Bir an, bir kızım Mary tarafından okunan bir şiir, okunması çok kolay, beni özlüyorum nokta. Bu ritüel ve beraberlik ve ham duyguların anları reddetmek değildir, aksine, onlar yaşamdır. Değerli olmak zorundalar. "Messenger" da yazıyor:

İşim dünyayı sevmek ...

Botlarım yaşlı mı? Ceketim yırtılmış mı?

Artık genç değil miyim ve hala mükemmel değil miyim? İzin ver

aklımdan geçenler hakkında

bu benim işim

hangi çoğunlukla ayakta duruyor ve olmayı öğreniyor

hayret.

Phoebe, delphinium.

Meradaki koyunlar ve meralar.

Bütün malzemeler burada olduğu için çoğunlukla sevindirici olan

akıl ve yürek verilecek şükran

ve bu vücut kıyafetleri,

sevinç sesleri veren bir ağız

"İş" kelimesi bu parçada çok tutuklayıcıdır.
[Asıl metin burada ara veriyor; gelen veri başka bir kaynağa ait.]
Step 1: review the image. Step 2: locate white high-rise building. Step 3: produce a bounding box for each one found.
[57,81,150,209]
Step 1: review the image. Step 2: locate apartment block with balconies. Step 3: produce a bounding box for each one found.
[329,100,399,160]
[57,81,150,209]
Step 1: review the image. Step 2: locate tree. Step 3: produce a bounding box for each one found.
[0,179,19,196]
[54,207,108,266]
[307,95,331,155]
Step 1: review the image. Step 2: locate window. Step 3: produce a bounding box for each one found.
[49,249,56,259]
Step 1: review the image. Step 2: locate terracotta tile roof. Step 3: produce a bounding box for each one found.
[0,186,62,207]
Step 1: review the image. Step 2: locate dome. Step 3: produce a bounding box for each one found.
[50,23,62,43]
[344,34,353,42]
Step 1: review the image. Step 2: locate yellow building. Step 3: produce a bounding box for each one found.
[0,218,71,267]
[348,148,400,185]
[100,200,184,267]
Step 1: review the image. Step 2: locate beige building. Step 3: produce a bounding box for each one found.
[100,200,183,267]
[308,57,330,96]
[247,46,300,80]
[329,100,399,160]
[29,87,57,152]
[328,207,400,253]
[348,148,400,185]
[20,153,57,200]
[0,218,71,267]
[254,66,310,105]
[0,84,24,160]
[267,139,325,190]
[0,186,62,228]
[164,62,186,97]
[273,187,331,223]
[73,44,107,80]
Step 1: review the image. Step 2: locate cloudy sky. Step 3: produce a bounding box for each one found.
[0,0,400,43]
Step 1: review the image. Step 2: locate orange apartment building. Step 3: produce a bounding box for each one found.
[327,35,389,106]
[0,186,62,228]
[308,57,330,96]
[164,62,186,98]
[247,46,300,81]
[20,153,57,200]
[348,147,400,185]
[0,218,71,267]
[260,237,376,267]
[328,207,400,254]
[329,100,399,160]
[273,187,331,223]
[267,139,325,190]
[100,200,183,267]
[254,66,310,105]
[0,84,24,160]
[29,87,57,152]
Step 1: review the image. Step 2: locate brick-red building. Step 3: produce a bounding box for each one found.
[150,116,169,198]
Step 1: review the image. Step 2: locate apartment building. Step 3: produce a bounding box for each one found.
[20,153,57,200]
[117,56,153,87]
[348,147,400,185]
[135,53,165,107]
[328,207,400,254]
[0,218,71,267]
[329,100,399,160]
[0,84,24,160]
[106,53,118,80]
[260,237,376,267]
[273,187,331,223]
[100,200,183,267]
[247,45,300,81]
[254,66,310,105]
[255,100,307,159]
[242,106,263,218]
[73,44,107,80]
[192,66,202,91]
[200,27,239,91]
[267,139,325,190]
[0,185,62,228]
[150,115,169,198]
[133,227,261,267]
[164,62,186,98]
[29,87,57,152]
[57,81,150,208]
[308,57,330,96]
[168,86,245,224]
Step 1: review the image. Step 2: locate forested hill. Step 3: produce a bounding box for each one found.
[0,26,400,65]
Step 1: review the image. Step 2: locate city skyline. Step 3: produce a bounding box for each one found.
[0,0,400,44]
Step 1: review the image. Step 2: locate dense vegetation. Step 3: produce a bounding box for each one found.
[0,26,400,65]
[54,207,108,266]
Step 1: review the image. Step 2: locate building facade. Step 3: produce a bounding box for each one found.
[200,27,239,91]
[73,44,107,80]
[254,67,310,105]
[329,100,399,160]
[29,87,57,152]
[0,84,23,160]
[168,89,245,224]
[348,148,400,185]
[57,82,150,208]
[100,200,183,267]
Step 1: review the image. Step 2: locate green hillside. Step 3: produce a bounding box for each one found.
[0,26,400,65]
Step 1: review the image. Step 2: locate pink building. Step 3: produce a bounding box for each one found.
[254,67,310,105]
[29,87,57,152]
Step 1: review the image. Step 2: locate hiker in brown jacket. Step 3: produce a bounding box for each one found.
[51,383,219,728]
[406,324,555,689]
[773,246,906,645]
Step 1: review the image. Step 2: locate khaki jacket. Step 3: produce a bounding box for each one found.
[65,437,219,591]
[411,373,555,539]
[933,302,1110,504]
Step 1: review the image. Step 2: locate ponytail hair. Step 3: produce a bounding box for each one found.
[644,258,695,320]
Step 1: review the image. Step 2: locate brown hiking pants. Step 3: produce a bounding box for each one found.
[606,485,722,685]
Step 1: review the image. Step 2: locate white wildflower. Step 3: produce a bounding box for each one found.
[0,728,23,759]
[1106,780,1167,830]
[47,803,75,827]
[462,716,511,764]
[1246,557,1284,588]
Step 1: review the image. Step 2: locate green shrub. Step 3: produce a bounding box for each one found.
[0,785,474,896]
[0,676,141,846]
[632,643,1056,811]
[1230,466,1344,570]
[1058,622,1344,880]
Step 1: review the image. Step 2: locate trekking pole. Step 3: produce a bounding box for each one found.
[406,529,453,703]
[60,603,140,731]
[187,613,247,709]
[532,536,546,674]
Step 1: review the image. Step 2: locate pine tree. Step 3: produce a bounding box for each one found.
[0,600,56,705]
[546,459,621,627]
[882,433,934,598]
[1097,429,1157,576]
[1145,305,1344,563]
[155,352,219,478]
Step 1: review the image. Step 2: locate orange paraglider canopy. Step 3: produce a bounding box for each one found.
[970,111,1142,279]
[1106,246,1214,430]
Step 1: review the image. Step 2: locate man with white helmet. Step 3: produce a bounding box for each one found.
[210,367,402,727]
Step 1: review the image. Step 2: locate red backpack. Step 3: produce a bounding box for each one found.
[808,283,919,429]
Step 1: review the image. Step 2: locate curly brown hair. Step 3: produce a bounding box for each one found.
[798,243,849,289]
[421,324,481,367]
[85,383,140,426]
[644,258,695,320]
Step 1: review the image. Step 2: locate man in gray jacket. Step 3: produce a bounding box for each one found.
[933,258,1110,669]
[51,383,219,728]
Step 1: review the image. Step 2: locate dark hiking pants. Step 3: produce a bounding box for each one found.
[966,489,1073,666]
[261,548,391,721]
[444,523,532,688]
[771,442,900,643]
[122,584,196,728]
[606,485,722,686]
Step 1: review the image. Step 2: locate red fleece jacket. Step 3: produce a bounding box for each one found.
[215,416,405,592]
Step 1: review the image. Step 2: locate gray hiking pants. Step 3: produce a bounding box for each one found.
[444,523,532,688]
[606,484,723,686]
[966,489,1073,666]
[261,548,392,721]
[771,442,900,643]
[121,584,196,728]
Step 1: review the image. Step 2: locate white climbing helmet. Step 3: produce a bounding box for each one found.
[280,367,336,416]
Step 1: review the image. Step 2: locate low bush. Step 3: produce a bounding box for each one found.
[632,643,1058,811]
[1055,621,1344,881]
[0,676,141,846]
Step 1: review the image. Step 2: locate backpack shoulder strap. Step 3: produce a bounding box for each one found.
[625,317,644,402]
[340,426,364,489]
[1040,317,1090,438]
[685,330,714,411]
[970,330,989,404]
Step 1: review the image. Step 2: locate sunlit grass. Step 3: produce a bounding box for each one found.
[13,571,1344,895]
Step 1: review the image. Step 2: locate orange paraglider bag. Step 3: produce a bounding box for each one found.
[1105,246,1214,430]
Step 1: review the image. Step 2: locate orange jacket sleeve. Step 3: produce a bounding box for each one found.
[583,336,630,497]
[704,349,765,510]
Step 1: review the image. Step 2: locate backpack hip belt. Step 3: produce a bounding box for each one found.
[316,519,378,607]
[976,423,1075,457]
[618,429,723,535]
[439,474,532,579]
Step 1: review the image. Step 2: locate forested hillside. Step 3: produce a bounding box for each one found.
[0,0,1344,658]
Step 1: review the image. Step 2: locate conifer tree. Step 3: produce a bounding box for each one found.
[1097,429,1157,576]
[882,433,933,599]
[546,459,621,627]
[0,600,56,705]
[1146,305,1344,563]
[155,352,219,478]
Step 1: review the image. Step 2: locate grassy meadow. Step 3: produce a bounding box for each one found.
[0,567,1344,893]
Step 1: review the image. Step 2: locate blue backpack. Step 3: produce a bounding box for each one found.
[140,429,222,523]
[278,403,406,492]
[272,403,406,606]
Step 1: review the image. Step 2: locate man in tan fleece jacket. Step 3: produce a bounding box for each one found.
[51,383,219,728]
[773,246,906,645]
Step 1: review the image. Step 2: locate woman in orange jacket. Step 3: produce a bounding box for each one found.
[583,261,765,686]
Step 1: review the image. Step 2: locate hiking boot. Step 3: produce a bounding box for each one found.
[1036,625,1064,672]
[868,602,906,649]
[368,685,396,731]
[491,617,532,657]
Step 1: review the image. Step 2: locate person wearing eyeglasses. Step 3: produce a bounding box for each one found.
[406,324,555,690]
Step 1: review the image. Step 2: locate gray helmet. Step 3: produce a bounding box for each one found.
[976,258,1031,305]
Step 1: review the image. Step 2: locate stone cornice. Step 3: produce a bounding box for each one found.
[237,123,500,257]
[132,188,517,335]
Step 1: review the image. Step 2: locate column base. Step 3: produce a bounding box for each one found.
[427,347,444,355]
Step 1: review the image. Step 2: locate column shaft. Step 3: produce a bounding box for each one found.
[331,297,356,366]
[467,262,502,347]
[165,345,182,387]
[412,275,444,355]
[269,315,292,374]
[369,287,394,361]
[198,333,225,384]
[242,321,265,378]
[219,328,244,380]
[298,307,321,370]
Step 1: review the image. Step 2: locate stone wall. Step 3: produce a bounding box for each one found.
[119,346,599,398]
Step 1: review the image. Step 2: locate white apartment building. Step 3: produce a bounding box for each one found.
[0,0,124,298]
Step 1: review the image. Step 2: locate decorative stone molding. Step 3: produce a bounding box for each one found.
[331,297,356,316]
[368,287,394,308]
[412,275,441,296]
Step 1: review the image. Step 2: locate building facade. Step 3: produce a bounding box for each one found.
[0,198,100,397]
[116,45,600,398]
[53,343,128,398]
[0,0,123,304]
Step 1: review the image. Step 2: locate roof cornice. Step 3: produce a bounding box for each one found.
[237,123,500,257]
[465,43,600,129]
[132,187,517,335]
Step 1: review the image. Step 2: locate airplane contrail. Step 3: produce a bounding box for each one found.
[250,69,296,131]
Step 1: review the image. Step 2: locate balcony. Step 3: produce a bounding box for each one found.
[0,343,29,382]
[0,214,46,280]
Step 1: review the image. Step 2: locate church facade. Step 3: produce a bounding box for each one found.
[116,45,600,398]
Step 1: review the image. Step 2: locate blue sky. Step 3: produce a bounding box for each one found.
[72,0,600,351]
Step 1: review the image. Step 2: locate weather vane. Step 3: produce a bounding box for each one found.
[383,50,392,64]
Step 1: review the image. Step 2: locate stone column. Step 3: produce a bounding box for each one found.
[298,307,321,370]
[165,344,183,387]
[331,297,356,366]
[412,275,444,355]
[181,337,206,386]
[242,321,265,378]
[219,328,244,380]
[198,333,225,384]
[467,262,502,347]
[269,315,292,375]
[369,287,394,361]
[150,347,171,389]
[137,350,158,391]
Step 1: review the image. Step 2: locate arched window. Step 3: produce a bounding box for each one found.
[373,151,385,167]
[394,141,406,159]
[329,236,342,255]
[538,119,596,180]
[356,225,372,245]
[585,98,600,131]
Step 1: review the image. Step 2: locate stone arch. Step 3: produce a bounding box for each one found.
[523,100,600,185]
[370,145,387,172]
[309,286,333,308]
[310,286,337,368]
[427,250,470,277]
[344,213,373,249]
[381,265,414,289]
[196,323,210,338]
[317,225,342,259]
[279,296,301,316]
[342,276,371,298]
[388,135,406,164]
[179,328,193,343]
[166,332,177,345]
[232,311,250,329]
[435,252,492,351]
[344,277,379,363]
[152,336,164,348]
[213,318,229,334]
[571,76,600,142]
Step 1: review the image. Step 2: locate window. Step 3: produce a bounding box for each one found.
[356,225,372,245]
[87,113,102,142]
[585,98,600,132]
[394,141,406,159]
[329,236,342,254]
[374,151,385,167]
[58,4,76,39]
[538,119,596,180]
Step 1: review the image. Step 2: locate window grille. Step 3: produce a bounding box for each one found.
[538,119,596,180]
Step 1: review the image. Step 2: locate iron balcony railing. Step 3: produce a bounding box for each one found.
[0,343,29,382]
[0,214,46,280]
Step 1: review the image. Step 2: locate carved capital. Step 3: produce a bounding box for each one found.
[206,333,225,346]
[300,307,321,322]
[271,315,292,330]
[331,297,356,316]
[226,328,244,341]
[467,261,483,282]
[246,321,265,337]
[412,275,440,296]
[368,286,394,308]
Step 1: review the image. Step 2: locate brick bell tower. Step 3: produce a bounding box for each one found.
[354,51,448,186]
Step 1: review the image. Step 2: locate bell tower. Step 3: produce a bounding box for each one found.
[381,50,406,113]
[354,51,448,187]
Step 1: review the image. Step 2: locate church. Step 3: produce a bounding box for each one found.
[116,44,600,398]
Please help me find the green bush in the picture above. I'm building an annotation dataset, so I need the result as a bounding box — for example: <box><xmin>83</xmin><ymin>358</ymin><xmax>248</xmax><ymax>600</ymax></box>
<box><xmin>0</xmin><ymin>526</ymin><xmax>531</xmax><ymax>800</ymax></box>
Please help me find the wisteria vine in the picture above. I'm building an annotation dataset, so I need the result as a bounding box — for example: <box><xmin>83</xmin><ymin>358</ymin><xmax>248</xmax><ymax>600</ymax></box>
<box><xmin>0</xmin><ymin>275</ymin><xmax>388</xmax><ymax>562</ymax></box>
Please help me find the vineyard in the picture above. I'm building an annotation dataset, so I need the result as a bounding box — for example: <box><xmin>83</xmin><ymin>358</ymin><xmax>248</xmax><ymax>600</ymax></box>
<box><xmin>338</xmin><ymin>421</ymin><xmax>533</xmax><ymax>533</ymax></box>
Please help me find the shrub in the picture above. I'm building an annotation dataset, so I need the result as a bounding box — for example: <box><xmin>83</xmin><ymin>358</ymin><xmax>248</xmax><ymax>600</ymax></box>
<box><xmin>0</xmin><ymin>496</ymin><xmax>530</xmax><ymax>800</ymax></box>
Çalışmadığımı iddia etmek için çok hızlıyım; Benim bir işim yok. Anne olmanın yoğunluğunu ve önemini tam olarak kabul ediyorum ve yine de bir şekilde bunu amacım olarak iddia edemiyorum. Bu yeterli değil gibi görünüyor. Oysa burada, Mary Oliver cesaretle işinin sevdiğini, durmadan ayakta kaldığını, şaşkın olduğunu iddia ediyor. Bunu iddia ettiği gücü okurken ikna oldum. Çalışmalarını, gözlem ve kutlama çalışmalarını tüketmenin, dünyadaki en önemli çalışma olduğuna ikna oldum. Yapması arasında yaptığı şey değil.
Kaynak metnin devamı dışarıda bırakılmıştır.